Quelles sont vos perspectives au niveau de l’opposition ?

Notre devoir patriotique en tant que Béninois est de poursuivre la bataille jusqu’à la victoire finale, dans l’unité, la cohésion et la solidarité. Nous allons nous organiser plus qu’hier pour faire face plus efficacement aux défis pressants. L’opposition et l’ensemble de notre Peuple resteront déterminés pour permettre au Bénin de reprendre sa place dans le concert des nations démocratiques. Notre lutte a pour finalité d’amener le pouvoir à : 

► déconfiner la démocratie et l’Etat de droit ; 

► abolir toutes les lois qui menacent nos droits et constituent une source d’insécurité juridique et d’injustice pour les citoyens ;

► cesser toutes formes de harcèlements et de persécutions à l’encontre des opposants politiques et des médias et journalistes indépendants ;

► faire libérer tous les détenus politiques ;

► créer les conditions favorables au retour au pays des exilés politiques dont beaucoup se trouvent en France, aux Etats-Unis et dans plusieurs pays africains dont justement la Guinée ;

► abolir toute forme de censure, de surveillance de masse et de restriction de la liberté d’expression et d’opinion et à la liberté de pensée, de religion ou de croyance;

► s’assurer que le droit à la liberté d’expression et d’opinion, et le droit de réunion pacifique et d’association soient pleinement protégés, et notamment le droit d’être informé par tous moyens, en ligne et hors ligne;

► assurer la protection des journalistes nationaux et étrangers dans l’exercice de leur métier;

► faire la lumière sur les crimes de sang commis avant, pendant et après les élections législatives exclusives du 28 avril 2019.
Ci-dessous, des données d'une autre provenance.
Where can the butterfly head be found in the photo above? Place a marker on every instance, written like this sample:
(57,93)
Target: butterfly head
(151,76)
J’appelle la communauté internationale à la plus grande vigilance et à bien mesurer les conséquences de la dégradation de la situation dans une région déjà menacée par des conflits divers. Je l’interpelle encore une fois avec l’espoir sincère qu’elle pourra porter l’attention requise à la situation du Bénin, ainsi qu’aux violations des Droits de l’Homme dans le pays, et qu’elle prendra des mesures concrètes pour sanctionner les crimes de sang du régime.